Lena quería salir a correr, pero en Atlanta le habían dicho que no realizara esfuerzos antes de un par de semanas. Esa mañana se había quedado en la cama tanto rato como había podido, haciendo ver que dormía hasta que Nan se fue a trabajar. Unos minutos después salió a dar un paseo. Necesitaba tiempo para pensar en lo que había visto en la radiografía de la chica muerta. El feto era del tamaño de sus dos puños juntos, igual que el que habían sacado de su útero.

Mientras caminaba por la calle, Lena no pudo evitar acordarse de la otra mujer de la clínica, de las miradas furtivas que se habían lanzado, de la actitud culpable de la mujer al dejarse caer en la silla, como si quisiera que se la tragara la tierra. Lena se preguntó de cuántos meses estaría, qué la habría llevado a la clínica. Había oído historias de mujeres que abortaban en lugar de usar anticonceptivos, pero no se podía creer que alguien fuera capaz de someterse a semejante suplicio más de una vez. Incluso después de una semana, era incapaz de cerrar los ojos sin evocar una imagen deformada del feto. Seguro que lo que ella imaginaba era peor que la intervención en sí.

Pero sí se alegraba de no tener que estar presente en la autopsia que iba a practicarse ese día. No deseaba ver una imagen concreta de cómo había sido su propio bebé. Sólo deseaba seguir adelante con su vida y, en esos momentos, eso significaba enfrentarse a Ethan.
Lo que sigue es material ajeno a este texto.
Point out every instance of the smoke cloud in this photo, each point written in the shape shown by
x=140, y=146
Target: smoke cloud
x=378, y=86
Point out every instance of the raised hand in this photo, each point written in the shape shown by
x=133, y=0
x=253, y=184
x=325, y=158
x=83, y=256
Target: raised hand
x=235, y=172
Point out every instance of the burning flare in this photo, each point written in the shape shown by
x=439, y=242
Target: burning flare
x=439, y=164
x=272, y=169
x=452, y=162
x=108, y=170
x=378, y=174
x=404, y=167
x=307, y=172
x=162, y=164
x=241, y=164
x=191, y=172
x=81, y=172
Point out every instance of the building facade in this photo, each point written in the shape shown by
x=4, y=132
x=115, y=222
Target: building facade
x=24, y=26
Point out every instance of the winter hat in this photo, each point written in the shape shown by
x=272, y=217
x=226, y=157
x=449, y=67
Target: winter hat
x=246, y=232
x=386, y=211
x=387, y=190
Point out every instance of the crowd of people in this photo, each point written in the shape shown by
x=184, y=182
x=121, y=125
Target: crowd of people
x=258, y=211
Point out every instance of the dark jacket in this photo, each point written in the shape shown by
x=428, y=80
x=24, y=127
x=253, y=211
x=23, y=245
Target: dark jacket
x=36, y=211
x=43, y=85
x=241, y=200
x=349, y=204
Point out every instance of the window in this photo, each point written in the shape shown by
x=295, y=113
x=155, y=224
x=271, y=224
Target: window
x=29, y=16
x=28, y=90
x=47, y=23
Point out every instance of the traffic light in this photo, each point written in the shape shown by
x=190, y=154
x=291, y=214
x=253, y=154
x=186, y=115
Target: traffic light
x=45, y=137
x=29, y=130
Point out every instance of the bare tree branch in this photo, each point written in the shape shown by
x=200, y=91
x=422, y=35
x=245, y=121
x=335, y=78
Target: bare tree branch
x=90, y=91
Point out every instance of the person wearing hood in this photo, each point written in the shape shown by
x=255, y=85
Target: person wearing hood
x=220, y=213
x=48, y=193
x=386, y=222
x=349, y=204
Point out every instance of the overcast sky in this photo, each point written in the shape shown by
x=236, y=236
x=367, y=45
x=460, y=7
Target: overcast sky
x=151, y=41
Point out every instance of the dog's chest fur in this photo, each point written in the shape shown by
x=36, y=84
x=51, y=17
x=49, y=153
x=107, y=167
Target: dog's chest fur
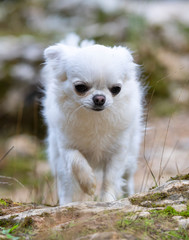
x=94, y=134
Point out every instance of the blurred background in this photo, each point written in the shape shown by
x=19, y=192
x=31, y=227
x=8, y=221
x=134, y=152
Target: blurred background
x=158, y=34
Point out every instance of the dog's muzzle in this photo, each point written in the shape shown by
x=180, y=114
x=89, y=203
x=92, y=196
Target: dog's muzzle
x=99, y=101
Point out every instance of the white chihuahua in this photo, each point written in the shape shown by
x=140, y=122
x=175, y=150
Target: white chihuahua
x=93, y=110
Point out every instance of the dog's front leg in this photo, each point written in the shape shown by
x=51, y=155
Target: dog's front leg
x=113, y=182
x=75, y=176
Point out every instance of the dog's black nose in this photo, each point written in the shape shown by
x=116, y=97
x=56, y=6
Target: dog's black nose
x=99, y=100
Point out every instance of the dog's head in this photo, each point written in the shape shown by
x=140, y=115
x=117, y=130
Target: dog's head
x=95, y=76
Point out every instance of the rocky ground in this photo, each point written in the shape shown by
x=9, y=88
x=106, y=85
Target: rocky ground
x=158, y=33
x=161, y=213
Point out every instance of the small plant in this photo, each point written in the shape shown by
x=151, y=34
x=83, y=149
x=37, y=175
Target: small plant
x=8, y=232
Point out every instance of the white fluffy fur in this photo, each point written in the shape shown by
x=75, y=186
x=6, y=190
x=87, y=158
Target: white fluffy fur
x=92, y=152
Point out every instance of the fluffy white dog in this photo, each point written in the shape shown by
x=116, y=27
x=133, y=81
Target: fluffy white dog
x=93, y=109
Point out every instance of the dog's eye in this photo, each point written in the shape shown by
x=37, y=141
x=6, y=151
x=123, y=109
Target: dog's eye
x=81, y=88
x=115, y=90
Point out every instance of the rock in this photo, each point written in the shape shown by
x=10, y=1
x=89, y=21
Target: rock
x=122, y=219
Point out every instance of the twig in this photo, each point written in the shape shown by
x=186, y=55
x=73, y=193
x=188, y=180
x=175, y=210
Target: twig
x=3, y=157
x=12, y=178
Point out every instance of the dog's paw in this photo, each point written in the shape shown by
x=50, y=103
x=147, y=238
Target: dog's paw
x=85, y=176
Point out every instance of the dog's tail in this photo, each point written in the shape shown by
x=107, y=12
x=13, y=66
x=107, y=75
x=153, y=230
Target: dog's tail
x=72, y=39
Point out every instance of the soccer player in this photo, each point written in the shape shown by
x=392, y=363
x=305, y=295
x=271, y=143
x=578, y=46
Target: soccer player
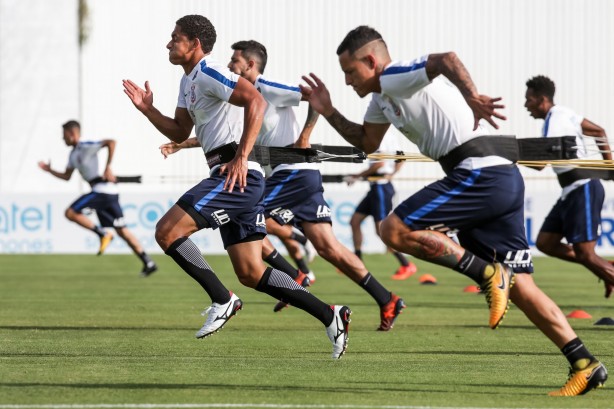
x=576, y=216
x=104, y=197
x=378, y=203
x=434, y=103
x=225, y=109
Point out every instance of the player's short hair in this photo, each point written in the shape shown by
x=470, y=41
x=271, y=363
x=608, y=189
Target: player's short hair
x=357, y=38
x=542, y=85
x=251, y=49
x=197, y=26
x=71, y=125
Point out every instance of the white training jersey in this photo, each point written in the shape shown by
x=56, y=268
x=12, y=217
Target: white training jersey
x=279, y=125
x=205, y=93
x=562, y=121
x=431, y=114
x=84, y=158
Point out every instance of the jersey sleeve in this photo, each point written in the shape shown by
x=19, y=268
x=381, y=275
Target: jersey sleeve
x=278, y=94
x=404, y=79
x=374, y=113
x=181, y=101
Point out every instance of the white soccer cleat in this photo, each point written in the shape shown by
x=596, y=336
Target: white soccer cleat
x=218, y=315
x=338, y=330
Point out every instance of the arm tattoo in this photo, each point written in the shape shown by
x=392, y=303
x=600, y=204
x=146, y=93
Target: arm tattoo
x=350, y=131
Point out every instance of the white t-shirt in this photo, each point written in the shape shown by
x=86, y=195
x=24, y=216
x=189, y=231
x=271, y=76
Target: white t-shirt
x=279, y=125
x=562, y=121
x=205, y=93
x=84, y=158
x=433, y=115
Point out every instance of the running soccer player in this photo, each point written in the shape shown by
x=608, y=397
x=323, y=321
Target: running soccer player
x=378, y=202
x=225, y=109
x=577, y=214
x=104, y=197
x=435, y=104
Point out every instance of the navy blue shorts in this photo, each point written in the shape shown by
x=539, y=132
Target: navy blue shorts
x=107, y=208
x=378, y=202
x=239, y=215
x=294, y=196
x=484, y=206
x=578, y=217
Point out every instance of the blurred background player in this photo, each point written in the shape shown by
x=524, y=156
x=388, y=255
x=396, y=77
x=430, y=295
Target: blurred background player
x=378, y=202
x=576, y=216
x=104, y=197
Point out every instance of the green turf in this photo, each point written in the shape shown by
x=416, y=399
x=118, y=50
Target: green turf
x=88, y=330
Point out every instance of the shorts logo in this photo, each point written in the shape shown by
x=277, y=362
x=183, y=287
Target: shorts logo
x=220, y=217
x=518, y=258
x=323, y=211
x=285, y=214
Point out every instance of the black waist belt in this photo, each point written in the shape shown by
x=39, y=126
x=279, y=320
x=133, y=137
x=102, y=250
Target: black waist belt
x=273, y=155
x=508, y=147
x=567, y=178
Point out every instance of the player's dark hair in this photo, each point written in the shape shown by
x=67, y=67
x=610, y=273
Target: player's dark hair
x=542, y=85
x=197, y=26
x=358, y=37
x=251, y=49
x=71, y=125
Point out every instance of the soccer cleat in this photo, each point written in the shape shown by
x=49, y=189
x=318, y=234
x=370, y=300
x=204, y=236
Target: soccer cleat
x=149, y=269
x=104, y=242
x=338, y=330
x=582, y=381
x=389, y=312
x=301, y=279
x=404, y=272
x=497, y=291
x=218, y=315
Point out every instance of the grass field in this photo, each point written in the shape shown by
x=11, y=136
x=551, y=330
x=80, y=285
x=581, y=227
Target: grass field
x=87, y=330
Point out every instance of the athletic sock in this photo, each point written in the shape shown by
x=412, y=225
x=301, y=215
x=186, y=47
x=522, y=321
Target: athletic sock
x=474, y=267
x=401, y=257
x=577, y=354
x=99, y=231
x=281, y=287
x=376, y=290
x=299, y=237
x=278, y=262
x=188, y=256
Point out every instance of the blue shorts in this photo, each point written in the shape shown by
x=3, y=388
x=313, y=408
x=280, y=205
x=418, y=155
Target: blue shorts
x=578, y=217
x=107, y=208
x=239, y=215
x=378, y=202
x=484, y=206
x=294, y=196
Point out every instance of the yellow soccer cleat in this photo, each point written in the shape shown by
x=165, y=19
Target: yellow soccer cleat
x=104, y=242
x=497, y=291
x=583, y=380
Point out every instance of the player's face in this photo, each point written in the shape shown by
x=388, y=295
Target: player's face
x=180, y=48
x=533, y=104
x=358, y=74
x=238, y=64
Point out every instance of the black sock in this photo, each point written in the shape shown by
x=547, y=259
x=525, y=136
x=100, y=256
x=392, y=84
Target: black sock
x=145, y=258
x=278, y=262
x=472, y=266
x=401, y=257
x=299, y=237
x=376, y=290
x=188, y=256
x=99, y=231
x=302, y=266
x=280, y=286
x=577, y=354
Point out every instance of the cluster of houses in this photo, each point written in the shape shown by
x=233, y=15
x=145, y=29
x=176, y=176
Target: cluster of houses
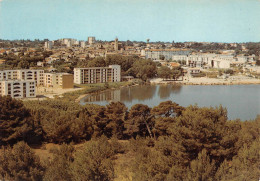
x=23, y=83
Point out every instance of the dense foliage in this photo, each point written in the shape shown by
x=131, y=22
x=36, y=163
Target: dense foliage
x=166, y=142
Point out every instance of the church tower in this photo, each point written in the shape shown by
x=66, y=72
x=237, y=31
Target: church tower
x=116, y=44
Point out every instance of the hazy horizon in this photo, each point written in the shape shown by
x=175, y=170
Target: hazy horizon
x=231, y=21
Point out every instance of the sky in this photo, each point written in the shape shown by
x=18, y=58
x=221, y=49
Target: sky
x=135, y=20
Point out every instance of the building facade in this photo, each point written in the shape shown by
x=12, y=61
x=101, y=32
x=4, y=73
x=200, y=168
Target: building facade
x=97, y=74
x=58, y=80
x=155, y=54
x=91, y=40
x=18, y=88
x=23, y=74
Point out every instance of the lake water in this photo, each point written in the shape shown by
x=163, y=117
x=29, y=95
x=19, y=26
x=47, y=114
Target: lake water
x=241, y=101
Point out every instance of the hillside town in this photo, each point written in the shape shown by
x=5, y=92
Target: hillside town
x=26, y=66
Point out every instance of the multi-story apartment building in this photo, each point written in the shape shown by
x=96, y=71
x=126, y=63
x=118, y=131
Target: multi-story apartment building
x=167, y=54
x=48, y=45
x=91, y=40
x=17, y=88
x=24, y=74
x=58, y=80
x=97, y=74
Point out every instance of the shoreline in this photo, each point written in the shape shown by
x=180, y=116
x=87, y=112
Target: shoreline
x=208, y=81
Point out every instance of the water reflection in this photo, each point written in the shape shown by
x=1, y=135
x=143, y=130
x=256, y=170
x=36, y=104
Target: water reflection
x=165, y=91
x=140, y=93
x=235, y=98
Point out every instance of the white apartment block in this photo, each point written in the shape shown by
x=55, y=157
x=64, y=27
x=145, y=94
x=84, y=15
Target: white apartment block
x=58, y=80
x=97, y=74
x=48, y=45
x=18, y=88
x=155, y=54
x=23, y=74
x=91, y=40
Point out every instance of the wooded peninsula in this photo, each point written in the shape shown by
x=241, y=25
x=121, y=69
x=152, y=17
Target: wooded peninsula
x=166, y=142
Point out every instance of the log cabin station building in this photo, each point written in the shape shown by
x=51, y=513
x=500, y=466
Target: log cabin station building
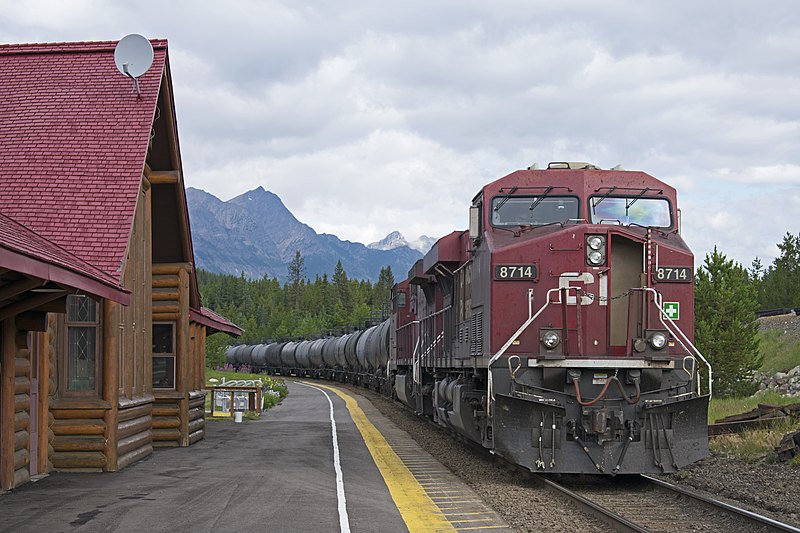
x=102, y=332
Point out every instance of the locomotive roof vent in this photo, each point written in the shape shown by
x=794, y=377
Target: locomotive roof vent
x=572, y=165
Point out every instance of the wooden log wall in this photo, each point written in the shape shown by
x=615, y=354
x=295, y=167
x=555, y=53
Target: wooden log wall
x=15, y=405
x=197, y=416
x=173, y=422
x=197, y=394
x=134, y=435
x=77, y=425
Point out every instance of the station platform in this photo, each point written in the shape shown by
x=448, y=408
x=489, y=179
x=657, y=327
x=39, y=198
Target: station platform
x=323, y=460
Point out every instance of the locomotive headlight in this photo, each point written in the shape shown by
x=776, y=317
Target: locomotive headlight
x=550, y=339
x=595, y=242
x=595, y=249
x=657, y=340
x=595, y=258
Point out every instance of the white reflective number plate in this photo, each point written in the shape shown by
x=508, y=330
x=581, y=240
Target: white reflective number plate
x=515, y=272
x=674, y=274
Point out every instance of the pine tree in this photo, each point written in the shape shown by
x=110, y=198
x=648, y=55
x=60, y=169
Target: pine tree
x=342, y=287
x=725, y=323
x=296, y=271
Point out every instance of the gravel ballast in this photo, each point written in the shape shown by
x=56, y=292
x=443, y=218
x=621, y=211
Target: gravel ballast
x=770, y=489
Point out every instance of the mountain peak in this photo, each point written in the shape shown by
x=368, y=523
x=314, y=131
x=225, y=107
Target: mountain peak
x=394, y=240
x=256, y=234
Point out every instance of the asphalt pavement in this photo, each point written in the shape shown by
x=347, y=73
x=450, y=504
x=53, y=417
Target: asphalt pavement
x=284, y=472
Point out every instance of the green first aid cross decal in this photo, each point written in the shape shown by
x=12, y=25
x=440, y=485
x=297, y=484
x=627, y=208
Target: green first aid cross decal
x=672, y=310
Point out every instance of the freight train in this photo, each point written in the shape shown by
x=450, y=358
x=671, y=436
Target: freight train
x=557, y=331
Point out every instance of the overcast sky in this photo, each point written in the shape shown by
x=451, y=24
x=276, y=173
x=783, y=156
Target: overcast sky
x=370, y=116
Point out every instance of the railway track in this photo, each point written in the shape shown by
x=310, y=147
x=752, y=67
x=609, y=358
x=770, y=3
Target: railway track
x=645, y=504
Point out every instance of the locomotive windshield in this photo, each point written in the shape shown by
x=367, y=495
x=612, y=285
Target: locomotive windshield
x=533, y=210
x=654, y=212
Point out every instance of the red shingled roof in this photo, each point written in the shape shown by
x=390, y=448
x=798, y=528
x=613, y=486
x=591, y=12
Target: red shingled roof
x=26, y=252
x=73, y=143
x=213, y=321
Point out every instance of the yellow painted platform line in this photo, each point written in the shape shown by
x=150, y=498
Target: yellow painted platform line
x=417, y=509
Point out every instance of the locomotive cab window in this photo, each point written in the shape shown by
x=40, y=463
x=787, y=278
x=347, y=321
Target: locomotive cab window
x=533, y=210
x=653, y=212
x=400, y=300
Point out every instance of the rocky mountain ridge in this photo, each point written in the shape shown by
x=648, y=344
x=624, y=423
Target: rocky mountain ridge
x=256, y=235
x=396, y=240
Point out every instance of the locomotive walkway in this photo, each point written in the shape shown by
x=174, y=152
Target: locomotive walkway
x=284, y=472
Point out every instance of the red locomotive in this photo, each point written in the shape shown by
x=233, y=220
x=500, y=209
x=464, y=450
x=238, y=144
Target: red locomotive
x=557, y=331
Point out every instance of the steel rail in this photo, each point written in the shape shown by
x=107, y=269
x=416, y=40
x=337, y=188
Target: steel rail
x=750, y=516
x=607, y=516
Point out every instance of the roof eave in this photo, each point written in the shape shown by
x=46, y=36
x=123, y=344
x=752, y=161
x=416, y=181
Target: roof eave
x=63, y=276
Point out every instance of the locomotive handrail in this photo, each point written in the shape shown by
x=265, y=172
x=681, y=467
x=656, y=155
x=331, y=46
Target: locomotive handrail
x=681, y=336
x=510, y=341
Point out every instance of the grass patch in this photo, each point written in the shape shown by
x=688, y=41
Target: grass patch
x=781, y=352
x=722, y=407
x=753, y=446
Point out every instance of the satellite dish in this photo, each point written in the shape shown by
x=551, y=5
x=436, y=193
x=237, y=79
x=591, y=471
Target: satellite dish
x=133, y=55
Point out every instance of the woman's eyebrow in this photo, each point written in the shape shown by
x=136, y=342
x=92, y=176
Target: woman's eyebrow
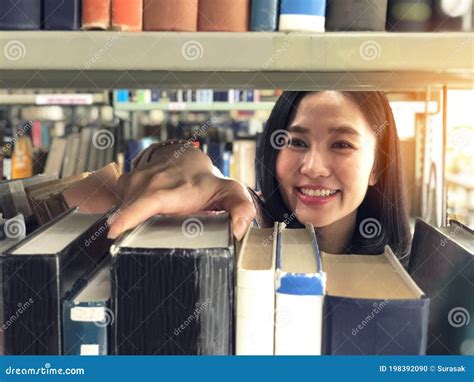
x=343, y=130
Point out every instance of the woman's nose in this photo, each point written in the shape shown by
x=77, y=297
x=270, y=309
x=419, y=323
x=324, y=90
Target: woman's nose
x=315, y=164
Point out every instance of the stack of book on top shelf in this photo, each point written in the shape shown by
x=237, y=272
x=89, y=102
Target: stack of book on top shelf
x=174, y=285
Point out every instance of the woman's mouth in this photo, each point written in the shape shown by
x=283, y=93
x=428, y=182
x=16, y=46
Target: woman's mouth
x=311, y=195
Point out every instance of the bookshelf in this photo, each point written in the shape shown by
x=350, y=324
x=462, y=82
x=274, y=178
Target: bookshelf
x=345, y=61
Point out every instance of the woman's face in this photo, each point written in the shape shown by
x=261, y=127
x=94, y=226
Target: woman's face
x=326, y=168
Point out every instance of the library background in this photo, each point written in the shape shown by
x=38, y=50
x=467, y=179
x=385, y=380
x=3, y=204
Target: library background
x=85, y=86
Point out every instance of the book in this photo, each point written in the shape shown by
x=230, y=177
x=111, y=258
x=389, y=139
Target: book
x=264, y=15
x=223, y=16
x=163, y=15
x=255, y=292
x=127, y=15
x=409, y=16
x=173, y=287
x=302, y=15
x=87, y=315
x=299, y=290
x=356, y=15
x=62, y=15
x=442, y=263
x=40, y=270
x=372, y=307
x=20, y=15
x=96, y=14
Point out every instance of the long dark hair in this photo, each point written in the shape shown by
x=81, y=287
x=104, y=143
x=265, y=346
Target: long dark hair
x=383, y=202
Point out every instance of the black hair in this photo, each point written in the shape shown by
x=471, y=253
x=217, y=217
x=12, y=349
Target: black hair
x=384, y=201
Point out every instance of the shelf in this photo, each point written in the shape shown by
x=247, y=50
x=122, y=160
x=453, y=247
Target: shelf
x=193, y=106
x=350, y=61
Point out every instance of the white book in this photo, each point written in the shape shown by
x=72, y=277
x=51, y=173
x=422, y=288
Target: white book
x=300, y=288
x=255, y=294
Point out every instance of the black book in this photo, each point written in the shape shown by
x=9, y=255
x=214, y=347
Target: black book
x=172, y=287
x=37, y=275
x=442, y=263
x=62, y=15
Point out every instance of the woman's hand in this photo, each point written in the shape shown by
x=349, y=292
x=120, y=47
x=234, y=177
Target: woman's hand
x=179, y=185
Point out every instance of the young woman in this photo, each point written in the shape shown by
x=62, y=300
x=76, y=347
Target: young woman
x=327, y=158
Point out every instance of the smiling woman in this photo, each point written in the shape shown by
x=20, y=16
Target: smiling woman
x=326, y=158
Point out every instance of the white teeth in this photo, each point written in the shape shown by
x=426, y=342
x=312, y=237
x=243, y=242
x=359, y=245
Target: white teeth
x=311, y=192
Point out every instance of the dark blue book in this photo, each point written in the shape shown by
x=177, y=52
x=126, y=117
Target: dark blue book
x=41, y=271
x=264, y=15
x=372, y=306
x=62, y=14
x=20, y=14
x=173, y=287
x=442, y=263
x=87, y=315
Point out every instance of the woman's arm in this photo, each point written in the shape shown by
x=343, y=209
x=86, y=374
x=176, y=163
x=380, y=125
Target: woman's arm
x=178, y=179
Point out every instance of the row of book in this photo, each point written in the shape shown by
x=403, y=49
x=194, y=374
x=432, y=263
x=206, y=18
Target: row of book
x=176, y=285
x=198, y=96
x=237, y=15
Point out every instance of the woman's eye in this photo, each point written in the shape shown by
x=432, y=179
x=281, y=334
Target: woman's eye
x=294, y=142
x=343, y=145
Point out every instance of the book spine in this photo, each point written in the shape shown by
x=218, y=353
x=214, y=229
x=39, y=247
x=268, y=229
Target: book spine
x=127, y=15
x=62, y=15
x=95, y=14
x=20, y=15
x=302, y=15
x=264, y=15
x=165, y=15
x=356, y=15
x=214, y=16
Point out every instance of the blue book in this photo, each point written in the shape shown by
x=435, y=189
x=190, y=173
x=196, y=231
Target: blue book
x=299, y=292
x=302, y=15
x=20, y=14
x=87, y=315
x=264, y=15
x=62, y=15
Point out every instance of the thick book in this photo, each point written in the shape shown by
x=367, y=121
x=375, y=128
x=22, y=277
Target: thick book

La noche anterior Ethan la había localizado en su casa tras sonsacarle a Hank su paradero. Lena le había contado el verdadero motivo de su regreso, que Jeffrey la había llamado para pedirle que volviera, y preparó el terreno para verlo poco en los días siguientes diciéndole que tenía que concentrarse en el caso. Ethan era listo, quizá más que Lena en muchos aspectos, y cada vez que percibía que ella empezaba a distanciarse, decía las palabras adecuadas para que tuviera la sensación de que podía elegir. Por teléfono, con una voz suave como la seda, le había dicho que hiciera lo que le pareciese más oportuno y que lo llamase cuando pudiera. Lena no sabía hasta qué punto tomarlo al pie de la letra, hasta dónde llegaba la cuerda que tenía al cuello. ¿Por qué era tan débil en todo lo que se refería a él? ¿Cuándo había adquirido Ethan el poder que tenía sobre ella? Debía tomar medidas para echarlo de su vida. Tenía que haber una manera mejor que ésa de vivir.

Lena dobló hacia Sanders Street y, al notar una ráfaga de aire frío que agitaba las hojas, metió las manos en los bolsillos de la chaqueta. Había entrado en el cuerpo de policía del condado de Grant quince años antes para estar cerca de su hermana. Sibyl trabajaba en la sección de ciencias de la universidad, donde había tenido una carrera muy prometedora hasta que segaron su vida. Lena no podía decir lo mismo de sus propias oportunidades profesionales. Unos meses atrás había hecho lo que diplomáticamente suele llamarse un «paréntesis» en el cuerpo para trabajar en la universidad durante un tiempo antes de decidir volver a encauzar su vida. Jeffrey había tenido la generosidad de permitirle recuperar su antiguo empleo, pero ella sabía que algunos de sus otros compañeros la veían con resentimiento.